I Feel Completely Empty Inside

Last week I was drown in a tsunami of thoughts and emotions trying to find that exact feel I had inside of me. I just lose a friend who has been battling with cancer over the past few years. When the message came in the evening, I thought I would have felt the sadness over losing a close friend but I couldn’t find the tears, not even close. 

When I look back at the pictures, I felt a thump over my chest not knowing that we’ve spend so much time together over the years, celebrating little festive holidays and each other birthdays creating so much memories as the years go by.
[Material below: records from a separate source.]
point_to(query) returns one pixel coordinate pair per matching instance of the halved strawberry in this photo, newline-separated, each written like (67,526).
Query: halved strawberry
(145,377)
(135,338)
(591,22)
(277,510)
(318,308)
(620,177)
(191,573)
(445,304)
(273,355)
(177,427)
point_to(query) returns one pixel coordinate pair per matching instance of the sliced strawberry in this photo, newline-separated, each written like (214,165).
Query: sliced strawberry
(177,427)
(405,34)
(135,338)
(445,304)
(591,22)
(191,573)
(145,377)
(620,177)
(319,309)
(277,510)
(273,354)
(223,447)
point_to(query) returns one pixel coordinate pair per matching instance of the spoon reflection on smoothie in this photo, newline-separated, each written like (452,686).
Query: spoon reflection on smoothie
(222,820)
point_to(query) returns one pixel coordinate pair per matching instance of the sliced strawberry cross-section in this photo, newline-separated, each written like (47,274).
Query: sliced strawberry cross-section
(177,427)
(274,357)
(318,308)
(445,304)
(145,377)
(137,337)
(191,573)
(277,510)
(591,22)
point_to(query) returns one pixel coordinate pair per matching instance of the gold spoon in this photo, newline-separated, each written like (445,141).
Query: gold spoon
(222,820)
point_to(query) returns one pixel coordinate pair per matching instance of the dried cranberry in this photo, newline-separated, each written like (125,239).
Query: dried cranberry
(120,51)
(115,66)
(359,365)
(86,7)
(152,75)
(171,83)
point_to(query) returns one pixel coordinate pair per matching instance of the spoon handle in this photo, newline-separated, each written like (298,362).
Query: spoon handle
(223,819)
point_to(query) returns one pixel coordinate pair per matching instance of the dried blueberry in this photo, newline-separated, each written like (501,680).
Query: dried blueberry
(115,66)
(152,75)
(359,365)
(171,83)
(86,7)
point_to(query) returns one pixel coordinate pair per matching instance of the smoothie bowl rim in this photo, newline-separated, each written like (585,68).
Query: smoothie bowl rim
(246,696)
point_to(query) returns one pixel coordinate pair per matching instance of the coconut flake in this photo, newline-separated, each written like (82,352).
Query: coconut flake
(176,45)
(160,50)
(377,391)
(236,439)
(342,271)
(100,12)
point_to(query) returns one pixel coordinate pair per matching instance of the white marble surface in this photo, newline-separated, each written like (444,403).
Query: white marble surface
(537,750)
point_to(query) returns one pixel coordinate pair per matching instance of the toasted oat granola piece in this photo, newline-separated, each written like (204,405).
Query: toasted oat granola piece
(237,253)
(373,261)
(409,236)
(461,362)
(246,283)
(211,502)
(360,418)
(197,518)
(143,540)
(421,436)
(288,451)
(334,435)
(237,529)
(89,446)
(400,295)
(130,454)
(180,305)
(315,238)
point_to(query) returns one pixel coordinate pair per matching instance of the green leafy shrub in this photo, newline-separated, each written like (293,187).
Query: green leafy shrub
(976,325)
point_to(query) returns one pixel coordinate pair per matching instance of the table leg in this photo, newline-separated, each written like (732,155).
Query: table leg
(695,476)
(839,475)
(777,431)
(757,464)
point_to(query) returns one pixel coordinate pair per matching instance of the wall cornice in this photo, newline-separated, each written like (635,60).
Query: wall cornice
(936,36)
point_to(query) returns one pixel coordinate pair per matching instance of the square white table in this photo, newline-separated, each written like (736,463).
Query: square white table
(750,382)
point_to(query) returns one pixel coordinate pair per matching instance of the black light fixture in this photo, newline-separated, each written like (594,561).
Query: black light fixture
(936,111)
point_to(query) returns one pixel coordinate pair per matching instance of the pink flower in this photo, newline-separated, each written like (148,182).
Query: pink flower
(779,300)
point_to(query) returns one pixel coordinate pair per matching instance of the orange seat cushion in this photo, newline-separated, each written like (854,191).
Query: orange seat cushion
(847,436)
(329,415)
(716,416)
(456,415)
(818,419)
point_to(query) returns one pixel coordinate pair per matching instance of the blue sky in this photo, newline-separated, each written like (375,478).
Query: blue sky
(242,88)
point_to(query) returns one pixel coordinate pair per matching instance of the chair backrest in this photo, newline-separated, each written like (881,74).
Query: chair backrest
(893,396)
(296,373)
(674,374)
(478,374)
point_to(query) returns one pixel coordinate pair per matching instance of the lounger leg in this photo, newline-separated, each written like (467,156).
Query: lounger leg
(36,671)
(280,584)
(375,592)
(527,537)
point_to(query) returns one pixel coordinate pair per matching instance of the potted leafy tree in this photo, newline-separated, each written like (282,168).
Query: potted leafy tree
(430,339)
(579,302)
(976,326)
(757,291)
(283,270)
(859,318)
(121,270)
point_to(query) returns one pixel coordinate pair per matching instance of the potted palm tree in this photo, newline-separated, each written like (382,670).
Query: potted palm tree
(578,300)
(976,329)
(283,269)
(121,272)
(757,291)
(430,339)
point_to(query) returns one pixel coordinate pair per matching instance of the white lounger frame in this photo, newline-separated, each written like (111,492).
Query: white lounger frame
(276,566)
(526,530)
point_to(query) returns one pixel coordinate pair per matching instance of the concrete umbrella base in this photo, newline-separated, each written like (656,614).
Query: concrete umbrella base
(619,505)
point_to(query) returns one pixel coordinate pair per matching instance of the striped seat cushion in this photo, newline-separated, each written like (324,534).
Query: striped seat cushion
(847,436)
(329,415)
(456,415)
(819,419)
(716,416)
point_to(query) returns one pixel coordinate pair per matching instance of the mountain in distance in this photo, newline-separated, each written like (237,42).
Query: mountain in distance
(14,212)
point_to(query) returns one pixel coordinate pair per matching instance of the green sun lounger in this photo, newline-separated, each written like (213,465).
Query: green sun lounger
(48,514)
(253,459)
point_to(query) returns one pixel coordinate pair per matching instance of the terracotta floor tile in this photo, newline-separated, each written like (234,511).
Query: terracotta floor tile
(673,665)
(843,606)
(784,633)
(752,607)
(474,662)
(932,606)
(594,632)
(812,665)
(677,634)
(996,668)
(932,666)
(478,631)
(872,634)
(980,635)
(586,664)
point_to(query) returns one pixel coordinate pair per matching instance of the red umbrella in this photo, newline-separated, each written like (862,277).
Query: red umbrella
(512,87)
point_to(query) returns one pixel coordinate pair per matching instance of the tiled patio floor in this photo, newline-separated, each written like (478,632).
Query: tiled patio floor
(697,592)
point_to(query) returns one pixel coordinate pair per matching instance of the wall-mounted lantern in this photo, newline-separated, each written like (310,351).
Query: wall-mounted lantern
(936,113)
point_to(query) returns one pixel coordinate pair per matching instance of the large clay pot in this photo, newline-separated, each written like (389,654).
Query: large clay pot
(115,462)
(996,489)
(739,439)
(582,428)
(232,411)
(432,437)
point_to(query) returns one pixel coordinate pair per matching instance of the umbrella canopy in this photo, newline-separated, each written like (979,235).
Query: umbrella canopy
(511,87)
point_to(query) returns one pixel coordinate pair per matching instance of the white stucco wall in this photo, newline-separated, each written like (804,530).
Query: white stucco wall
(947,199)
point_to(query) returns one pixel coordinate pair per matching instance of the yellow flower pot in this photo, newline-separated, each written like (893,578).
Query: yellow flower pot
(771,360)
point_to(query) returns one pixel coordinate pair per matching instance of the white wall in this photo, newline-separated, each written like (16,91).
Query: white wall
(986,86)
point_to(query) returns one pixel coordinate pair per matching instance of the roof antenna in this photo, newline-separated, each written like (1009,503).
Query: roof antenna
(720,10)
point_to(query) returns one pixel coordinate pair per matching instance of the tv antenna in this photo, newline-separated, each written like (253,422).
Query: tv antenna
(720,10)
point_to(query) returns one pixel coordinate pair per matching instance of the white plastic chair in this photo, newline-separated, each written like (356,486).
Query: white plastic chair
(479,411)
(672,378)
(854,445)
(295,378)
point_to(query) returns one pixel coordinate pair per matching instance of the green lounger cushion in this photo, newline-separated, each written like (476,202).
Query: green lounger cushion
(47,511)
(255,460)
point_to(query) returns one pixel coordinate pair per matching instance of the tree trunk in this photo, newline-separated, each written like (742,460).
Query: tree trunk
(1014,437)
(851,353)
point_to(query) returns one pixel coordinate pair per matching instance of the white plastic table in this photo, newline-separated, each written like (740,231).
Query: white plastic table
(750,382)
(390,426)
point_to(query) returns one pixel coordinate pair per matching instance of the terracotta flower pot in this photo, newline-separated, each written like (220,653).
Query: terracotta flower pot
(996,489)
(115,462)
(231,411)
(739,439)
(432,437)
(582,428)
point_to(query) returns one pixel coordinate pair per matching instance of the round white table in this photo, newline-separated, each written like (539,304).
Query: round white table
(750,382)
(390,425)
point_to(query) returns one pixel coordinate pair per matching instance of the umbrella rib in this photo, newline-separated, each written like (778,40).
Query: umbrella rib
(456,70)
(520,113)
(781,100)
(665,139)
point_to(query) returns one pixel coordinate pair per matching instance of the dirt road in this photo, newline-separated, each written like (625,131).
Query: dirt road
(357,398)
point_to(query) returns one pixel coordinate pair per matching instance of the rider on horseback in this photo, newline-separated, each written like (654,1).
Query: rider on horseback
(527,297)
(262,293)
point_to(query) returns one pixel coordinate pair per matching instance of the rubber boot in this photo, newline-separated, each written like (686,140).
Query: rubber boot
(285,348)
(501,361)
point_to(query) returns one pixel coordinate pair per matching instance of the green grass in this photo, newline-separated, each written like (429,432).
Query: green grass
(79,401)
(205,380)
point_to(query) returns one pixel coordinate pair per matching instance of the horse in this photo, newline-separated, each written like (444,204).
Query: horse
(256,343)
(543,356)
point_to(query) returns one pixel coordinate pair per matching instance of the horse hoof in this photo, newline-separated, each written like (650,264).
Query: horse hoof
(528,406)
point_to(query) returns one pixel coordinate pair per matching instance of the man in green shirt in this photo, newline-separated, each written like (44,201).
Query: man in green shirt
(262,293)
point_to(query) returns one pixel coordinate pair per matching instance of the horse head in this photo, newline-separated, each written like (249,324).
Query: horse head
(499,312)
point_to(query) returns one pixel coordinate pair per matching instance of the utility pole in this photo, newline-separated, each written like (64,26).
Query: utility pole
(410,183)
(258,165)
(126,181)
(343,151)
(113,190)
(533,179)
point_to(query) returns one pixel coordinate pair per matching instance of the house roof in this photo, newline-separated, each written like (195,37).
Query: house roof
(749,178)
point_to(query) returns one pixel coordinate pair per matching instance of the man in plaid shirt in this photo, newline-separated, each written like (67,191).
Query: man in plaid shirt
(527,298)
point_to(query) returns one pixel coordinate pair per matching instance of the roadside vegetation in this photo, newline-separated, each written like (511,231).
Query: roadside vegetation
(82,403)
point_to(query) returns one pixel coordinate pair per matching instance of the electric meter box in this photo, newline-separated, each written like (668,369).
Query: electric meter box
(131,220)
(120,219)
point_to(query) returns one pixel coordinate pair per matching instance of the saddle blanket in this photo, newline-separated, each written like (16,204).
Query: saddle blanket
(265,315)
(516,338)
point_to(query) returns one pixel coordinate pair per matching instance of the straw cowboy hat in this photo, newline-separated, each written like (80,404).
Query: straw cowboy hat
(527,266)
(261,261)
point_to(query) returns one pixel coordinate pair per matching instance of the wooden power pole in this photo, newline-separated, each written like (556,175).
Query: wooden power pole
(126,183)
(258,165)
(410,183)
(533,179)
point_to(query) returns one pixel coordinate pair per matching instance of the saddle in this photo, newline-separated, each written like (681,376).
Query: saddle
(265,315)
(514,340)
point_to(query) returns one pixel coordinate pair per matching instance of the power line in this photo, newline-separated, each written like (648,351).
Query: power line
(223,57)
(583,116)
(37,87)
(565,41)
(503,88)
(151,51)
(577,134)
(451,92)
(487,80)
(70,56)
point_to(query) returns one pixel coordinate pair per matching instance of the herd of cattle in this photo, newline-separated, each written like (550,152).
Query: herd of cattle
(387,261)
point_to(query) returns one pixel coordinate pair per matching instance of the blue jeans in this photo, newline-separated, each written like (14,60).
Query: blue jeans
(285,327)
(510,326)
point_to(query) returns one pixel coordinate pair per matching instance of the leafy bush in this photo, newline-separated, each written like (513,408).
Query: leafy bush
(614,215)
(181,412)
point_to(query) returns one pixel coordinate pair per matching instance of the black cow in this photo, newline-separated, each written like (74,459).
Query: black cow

I thought I would have at least felt the urge to cry over those little memories that can never be relive again, but I couldn’t find the tears, not even close.  

When everyone called for a last gathering once more by your funeral parlor, I thought seeing you for one last time would left me sobbing in tears but I stood right in front of your beautiful smile wondering why I do not feel a single thing. When her kids asked if I wanted to say the final Goodbye behind, I contemplated for a long time. I remember having the memories flooding over me after having the last look for my grandmother, but even after seeing you one last time, I couldn’t find the tears, not even close.  

I just feel very… nothingy. I know I’m sad, but my heart and soul is not feeling it. I wonder if I’ve let grieve taken over me for so long that I’ve turned numb for everything. I can sleep, I can eat, I can talk and I can breathe, I just couldn’t cry. I know deep down inside I wanted to cry, to mourn over the loss over a close friend, but I couldn’t. I whispered, “I’m not okay” to myself in the mirror, but all I see in the reflection is a cold, heartless girl who has stopped feeling for a long time.